Inside Michelle Obama & Julia Roberts' Emotional Day with Vietnamese Schoolgirls: 'I Will Never Recover'
Roberts tells PEOPLE she's “thankful” that Obama is charging ahead on girls’ education rather than shrinking from the world stage
In a quiet, quavering voice, Tay Thi Nguyen told the powerful women seated on either side of her about her painful school days in Vietnam’s Mekong Delta: At age 7, as she worked the fields after school alongside her illiterate day-laborer parents, she hatched a plan to go to college and become a teacher. But in the seventh grade, her parents burned her schoolbooks and insisted she drop out to work full-time and help support her six siblings.
Through a program called Room to Read, however, she learned to stand up to her parents — and to stand up for her dreams.
“They helped me not only in financial support, but in spiritual support,” said Tay Thi, 28, now a teacher at the school in her hometown. “Finally, my mom understood me and loved me more.”
To her left, Michelle Obama blinked away tears and held Tay Thi’s hand. “Did your mother live to see you accomplish your dreams?” she asked. Tay Thi nodded.
To her right, Julia Roberts was awestruck. The actress, who accompanied the former first lady on Monday to the Cần Giuộc High School an hour’s drive outside of Ho Chi Minh City, had heard Tay Thi’s story one-on-one earlier in the day.
“I did my tears this morning,” Roberts said to the half-dozen alumnae of Room to Read’s Cần Giuộc program who gathered to share their stories with the VIP visitors — who also included the Todayshow’s Jenna Bush Hager, YouTuber Liza Koshy and To All the Boys I’ve Loved Before star Lana Condor
“I’m just in complete awe of you,” Roberts told Tay Thi, placing her hand on the young woman’s arm. “At 7 years old, to know there’s something more for me and I’m going to have to make it happen for myself — I mean, at 7 years old, I was just thinking about Archie Comics and maybe some cotton candy!”
Roberts, 52, later told PEOPLE she was forever moved by Tay Thi’s “humanity and will.”
“It’s such a beautiful thing: She just never gave up. I will never recover from that story, really.”
Roberts explained that, while she hadn’t before worked on the issues surrounding girls’ education, she jumped at Obama’s invitation to get involved with her Global Girls Alliance at The Obama Foundation — and make this 9,000-mile trip to Vietnam.
“The best things you don’t stop and think about, right? You just go and do because you know in your heart it’s the right thing,” Roberts said in an interview in one of the school’s sweltering classrooms.
Along with the former first lady, 55, Hager, and the others, Roberts spent several hours with the students and alumnae learning about the barriers to girls’ education here — family pressure to earn money, cultural pressure to marry young — and the training that the San Francisco-based Room to Read gives for overcoming those same obstacles.
As part of a self-esteem lesson, Roberts and Obama gamely (and with a few laughs) drew pictures of themselves with crayons and Magic Markers.

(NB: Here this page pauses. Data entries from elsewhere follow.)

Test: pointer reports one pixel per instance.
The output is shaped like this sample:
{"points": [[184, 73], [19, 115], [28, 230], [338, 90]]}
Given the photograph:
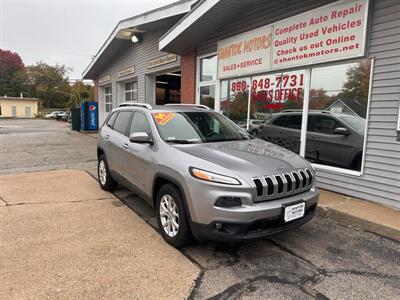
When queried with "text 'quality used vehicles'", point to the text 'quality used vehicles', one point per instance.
{"points": [[206, 177]]}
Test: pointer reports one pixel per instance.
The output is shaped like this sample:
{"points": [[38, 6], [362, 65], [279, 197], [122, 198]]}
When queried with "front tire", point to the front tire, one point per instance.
{"points": [[171, 217], [107, 183]]}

Roberts jokingly fussed over what her drawn self should wear and, when time was up, cracked, “But I didn’t finish my hair!”
Obama, meanwhile, meticulously drew the natural curls she’s been sporting since she left the White House in 2017 and then sheepishly acknowledged she didn’t draw herself any arms.
“I love this class!” gushed Roberts, to which Obama replied, “I need this class every day!”
Another of the Room to Read life-skills lessons had the students work with their celebrity visitors on scripting conversations a girl could have with parents resisting her career choice. The third lesson focused on how the girls should present themselves when asking for scholarships. “I like how you made eye contact with everyone at the table,” Obama told one of the girls presenting.
Roberts told PEOPLE she was “thankful” that Obama, out of the White House but hardly in retirement, was charging ahead on girls’ education rather than shrinking from the world stage. “I never thought she’d ever shrink into the background,” said Roberts.
According to UNESCO, an arm of the United Nations, 98 million of the world’s adolescent girls are not in school.
The duo’s Vietnam trip this week is meant to draw the spotlight to programs such as Room to Read and crowdfunding by Obama’s Girls Opportunity Alliance to expand such grassroots work on getting girls to school and keeping them there. (Obama herself donated more than $500,000 — the proceeds from merchandise sales on her 2018-2019 book tour — to girls’ education earlier this month.)
“What people everywhere need to know is that knowledge is the true power. It’s the only thing that’s going to save us,” Roberts said. “It’s impossible to ignore that if women are 52 percent of the world’s population. How do we think we can get along with less than half of the knowledge we might need to carry on on this planet? So to invest in the education of girls is to invest in ourselves.”